Who Am I Without Alcohol?
"Who am I without alcohol?" If you are anything like me, you might have asked yourself this question time and time again.
Even before getting sober, I struggled to wrap my head around the question, if I remove this "thing" who will I be? For me, the "thing" was always alcohol. My relationship with alcohol was a means of escape and safety. I struggled with the internal push-and-pull battles of shame and guilt and my solution to these so-called problems was to numb and do everything in my power to find peace. The truth was that I was only diving deeper into a hole that left me lost in knowing who I was.
Knowing who we are can seem scary, but not knowing who we are is robbing ourselves of life to the fullest. I wasn't meant to feel the burden of being caught in a repetitive cycle of trying to avoid and numb my feelings yet I constantly was. I wasn't meant to carry the weight of trying to control and manage my drinking yet I felt the struggles continually. I wasn't meant to hide behind alcohol for my entire life yet I constantly ran to it for refuge.

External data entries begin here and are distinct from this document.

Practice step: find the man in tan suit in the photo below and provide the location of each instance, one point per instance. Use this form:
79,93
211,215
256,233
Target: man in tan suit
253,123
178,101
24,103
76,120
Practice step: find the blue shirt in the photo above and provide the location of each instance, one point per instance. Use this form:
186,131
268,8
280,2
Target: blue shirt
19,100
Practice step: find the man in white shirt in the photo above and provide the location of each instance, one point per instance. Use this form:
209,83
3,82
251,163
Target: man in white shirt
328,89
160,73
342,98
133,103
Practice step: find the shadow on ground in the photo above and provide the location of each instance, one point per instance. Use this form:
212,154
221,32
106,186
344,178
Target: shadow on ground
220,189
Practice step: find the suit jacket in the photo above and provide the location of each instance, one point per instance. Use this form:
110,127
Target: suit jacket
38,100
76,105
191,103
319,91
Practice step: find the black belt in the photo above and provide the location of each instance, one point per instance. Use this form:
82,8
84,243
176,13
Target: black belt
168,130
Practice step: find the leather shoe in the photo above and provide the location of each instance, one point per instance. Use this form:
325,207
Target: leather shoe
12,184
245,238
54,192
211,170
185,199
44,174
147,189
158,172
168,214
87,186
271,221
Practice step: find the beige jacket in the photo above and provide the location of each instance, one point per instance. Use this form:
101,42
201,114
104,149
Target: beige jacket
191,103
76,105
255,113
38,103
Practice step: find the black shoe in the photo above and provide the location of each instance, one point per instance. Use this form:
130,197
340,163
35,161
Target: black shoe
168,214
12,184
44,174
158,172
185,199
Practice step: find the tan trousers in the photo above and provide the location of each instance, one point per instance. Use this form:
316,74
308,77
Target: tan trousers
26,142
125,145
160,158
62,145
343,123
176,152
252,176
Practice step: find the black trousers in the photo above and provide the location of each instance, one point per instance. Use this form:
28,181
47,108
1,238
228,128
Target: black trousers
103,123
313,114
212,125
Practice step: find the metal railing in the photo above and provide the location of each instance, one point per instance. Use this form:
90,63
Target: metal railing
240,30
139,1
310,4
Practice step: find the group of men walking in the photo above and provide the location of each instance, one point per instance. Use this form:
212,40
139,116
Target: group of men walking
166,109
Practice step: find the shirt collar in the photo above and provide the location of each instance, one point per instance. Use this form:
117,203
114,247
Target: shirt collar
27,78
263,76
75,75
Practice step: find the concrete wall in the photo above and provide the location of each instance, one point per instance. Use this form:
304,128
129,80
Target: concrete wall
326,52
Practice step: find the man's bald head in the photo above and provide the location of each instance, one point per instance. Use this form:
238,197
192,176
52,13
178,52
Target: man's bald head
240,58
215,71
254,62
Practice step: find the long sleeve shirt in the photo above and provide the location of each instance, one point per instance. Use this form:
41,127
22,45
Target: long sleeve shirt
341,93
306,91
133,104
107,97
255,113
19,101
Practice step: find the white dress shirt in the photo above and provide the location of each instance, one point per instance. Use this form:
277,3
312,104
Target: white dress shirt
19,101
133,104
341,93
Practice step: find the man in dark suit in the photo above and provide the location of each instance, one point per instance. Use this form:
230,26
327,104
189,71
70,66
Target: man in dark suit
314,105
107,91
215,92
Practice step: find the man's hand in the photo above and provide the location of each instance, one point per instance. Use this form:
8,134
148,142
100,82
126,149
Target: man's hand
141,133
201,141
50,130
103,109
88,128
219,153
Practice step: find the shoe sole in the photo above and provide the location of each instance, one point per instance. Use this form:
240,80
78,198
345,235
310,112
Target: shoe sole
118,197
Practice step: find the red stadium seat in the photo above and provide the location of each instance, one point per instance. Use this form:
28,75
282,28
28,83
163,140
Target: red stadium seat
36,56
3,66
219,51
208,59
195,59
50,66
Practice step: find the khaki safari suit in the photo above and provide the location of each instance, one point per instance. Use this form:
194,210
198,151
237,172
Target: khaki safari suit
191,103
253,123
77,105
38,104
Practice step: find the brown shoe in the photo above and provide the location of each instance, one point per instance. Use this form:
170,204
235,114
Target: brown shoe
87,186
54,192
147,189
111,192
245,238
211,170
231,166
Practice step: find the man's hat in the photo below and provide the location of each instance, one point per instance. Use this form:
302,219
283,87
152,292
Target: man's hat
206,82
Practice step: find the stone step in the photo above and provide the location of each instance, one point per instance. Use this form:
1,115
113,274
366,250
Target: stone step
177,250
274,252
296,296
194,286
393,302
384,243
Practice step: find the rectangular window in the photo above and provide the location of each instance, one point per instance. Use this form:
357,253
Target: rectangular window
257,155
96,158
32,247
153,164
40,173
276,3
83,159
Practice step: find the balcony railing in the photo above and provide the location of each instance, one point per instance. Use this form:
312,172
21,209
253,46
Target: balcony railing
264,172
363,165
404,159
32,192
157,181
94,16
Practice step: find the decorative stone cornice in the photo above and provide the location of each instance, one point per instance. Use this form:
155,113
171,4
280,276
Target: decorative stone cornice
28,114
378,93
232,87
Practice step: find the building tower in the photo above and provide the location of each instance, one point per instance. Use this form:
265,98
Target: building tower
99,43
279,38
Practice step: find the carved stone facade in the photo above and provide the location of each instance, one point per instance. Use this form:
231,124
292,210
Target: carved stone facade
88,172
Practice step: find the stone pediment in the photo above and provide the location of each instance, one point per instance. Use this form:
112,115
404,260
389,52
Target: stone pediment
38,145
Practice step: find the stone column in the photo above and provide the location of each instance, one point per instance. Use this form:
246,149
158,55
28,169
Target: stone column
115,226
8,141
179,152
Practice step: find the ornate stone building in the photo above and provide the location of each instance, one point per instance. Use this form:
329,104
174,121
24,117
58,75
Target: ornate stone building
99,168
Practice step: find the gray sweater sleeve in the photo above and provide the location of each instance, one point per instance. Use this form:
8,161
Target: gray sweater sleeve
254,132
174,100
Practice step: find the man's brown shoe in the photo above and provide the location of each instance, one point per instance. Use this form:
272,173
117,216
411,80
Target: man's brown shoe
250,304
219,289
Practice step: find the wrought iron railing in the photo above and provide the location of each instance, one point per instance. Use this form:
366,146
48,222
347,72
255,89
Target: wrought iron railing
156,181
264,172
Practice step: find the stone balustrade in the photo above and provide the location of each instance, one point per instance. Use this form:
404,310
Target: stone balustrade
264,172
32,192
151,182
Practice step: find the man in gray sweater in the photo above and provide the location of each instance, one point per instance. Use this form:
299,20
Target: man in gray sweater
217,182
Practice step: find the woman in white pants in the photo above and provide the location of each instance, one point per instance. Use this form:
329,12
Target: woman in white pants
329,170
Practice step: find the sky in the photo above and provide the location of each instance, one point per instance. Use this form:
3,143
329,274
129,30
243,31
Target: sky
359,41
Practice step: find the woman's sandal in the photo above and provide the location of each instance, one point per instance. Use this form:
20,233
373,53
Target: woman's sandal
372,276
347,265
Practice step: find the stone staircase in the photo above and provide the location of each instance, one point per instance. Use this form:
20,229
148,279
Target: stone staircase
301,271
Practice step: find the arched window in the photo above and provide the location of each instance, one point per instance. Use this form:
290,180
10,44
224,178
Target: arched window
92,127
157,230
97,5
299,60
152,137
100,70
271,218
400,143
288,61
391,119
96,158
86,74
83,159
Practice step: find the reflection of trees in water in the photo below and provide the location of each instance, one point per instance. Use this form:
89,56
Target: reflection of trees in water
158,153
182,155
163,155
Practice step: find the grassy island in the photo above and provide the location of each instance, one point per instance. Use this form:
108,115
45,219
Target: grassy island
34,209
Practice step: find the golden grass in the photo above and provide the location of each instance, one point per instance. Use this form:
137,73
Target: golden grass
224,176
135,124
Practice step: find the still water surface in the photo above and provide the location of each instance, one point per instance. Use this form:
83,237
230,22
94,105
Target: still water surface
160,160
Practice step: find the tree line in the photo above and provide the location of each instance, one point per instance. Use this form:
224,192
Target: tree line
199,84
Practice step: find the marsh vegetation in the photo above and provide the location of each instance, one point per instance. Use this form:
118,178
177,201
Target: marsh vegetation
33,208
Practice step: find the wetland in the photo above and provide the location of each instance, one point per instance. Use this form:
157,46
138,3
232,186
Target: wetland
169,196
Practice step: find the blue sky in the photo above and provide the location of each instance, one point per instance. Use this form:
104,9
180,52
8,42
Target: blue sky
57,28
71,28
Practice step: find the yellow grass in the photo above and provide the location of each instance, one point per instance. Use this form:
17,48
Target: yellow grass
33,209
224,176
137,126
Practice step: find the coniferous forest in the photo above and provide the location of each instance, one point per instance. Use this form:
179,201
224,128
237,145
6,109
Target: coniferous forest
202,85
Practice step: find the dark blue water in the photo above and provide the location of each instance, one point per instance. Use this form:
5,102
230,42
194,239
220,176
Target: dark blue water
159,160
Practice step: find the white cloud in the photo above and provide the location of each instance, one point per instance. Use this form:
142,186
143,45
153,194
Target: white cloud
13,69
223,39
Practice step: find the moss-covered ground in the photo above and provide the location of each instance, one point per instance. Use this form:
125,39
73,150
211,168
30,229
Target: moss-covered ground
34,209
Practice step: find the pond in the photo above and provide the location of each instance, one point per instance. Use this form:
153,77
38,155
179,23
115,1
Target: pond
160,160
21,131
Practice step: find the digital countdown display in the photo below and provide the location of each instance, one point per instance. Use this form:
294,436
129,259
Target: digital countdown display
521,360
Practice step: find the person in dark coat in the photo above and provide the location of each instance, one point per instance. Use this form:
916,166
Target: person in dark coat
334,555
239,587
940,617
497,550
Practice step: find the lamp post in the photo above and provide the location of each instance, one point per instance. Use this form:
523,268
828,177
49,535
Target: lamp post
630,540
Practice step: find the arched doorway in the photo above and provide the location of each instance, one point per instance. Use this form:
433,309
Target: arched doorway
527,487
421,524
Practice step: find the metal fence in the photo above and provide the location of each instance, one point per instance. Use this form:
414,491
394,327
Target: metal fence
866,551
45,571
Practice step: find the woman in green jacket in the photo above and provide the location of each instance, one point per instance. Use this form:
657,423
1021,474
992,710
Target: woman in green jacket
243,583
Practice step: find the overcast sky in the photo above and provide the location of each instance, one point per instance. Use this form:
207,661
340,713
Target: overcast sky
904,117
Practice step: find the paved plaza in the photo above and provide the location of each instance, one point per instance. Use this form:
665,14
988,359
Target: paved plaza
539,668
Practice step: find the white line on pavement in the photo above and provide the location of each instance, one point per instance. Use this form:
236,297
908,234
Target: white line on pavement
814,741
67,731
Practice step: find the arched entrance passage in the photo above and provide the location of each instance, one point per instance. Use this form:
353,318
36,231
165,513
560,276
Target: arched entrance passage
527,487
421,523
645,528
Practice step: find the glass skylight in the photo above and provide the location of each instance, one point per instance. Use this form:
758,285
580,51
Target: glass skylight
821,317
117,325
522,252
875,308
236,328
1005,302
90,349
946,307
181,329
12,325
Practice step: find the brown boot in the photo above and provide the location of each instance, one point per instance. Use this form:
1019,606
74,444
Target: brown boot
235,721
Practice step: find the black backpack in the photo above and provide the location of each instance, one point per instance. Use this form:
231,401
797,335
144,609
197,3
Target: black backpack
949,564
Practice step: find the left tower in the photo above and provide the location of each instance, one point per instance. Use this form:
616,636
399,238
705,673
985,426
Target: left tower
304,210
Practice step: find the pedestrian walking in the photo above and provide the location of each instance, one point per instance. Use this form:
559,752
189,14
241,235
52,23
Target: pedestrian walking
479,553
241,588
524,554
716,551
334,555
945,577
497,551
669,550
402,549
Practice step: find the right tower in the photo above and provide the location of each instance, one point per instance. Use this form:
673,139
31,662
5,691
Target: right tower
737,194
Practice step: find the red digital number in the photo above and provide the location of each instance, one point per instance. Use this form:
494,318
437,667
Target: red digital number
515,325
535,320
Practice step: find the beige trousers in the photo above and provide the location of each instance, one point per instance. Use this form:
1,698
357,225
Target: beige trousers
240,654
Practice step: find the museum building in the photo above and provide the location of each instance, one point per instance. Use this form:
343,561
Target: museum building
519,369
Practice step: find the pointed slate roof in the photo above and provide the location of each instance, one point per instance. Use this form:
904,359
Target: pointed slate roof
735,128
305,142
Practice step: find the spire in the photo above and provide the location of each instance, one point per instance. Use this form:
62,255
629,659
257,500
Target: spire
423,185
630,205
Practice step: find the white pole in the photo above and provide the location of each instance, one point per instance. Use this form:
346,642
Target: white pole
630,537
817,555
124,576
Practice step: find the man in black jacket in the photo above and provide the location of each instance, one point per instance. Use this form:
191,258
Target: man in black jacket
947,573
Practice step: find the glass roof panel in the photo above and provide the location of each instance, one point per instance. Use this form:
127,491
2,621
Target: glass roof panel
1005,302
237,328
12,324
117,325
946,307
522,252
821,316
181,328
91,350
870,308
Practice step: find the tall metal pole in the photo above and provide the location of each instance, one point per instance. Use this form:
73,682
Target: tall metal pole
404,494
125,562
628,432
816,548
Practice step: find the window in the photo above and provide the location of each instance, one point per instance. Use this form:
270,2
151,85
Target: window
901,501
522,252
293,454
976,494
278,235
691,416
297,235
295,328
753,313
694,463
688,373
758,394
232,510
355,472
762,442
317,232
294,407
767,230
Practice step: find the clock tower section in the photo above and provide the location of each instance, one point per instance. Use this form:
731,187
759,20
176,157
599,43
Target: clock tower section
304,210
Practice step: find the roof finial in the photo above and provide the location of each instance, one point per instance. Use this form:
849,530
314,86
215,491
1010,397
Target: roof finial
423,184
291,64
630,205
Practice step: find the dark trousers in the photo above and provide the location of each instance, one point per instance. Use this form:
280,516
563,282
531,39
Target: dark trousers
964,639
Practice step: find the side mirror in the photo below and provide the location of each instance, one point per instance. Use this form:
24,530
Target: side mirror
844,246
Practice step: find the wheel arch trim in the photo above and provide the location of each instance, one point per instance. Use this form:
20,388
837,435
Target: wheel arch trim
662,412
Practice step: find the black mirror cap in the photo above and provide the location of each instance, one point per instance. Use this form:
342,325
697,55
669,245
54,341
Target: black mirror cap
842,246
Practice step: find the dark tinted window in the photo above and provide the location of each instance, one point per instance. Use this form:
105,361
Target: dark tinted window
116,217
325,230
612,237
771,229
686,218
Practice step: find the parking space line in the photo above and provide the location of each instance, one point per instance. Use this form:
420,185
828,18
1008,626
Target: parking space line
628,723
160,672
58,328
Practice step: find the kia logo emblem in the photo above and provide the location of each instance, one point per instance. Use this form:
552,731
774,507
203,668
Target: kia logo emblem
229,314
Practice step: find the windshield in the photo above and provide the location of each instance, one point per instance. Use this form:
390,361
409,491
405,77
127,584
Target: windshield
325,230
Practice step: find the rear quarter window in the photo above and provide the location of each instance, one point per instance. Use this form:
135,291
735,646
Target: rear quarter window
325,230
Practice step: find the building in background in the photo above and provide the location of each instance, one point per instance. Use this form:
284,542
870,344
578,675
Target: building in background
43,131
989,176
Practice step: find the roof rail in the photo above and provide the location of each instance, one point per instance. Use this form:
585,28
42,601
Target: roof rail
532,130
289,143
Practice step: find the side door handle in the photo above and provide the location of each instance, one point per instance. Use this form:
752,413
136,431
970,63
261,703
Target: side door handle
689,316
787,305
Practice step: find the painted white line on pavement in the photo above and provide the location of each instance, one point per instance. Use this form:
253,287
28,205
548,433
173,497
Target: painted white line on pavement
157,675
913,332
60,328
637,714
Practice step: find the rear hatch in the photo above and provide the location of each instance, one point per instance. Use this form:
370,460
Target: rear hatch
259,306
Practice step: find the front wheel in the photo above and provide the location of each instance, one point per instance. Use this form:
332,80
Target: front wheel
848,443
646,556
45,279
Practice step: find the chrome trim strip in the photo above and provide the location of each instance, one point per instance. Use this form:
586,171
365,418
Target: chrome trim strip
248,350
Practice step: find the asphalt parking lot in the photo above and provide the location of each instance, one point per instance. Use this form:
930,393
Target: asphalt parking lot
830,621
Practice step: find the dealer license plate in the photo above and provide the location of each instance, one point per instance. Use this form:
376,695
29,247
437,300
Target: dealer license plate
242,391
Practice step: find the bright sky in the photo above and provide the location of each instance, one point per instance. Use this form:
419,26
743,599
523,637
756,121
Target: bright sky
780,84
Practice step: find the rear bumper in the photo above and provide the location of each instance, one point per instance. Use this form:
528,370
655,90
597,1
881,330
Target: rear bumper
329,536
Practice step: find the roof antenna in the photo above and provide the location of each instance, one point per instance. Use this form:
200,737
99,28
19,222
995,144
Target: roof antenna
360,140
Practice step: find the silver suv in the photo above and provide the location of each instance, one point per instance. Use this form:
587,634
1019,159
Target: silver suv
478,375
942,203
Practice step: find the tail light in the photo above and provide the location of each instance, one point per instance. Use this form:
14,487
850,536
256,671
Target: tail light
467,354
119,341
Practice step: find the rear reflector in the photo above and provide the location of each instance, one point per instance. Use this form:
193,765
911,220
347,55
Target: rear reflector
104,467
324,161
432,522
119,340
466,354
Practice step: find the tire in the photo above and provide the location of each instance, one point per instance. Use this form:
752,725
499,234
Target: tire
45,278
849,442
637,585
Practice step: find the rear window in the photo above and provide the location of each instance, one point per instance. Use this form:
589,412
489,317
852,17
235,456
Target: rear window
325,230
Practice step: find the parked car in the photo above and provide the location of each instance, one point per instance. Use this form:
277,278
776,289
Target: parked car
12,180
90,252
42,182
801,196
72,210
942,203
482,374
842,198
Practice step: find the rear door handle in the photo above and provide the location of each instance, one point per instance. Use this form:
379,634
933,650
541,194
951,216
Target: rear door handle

So, who am I without alcohol? I'm Kyle, I've always been Kyle. I have always been loved and accepted, but since becoming sober I can allow myself to be present with those truths. I get to be the big brother I constantly struggled to be, the best friend who is there for others, and the family member who shows up. I get to show the parts of me that I thought were beyond repair and unworthy to be truly seen. I get to be ME and you can too!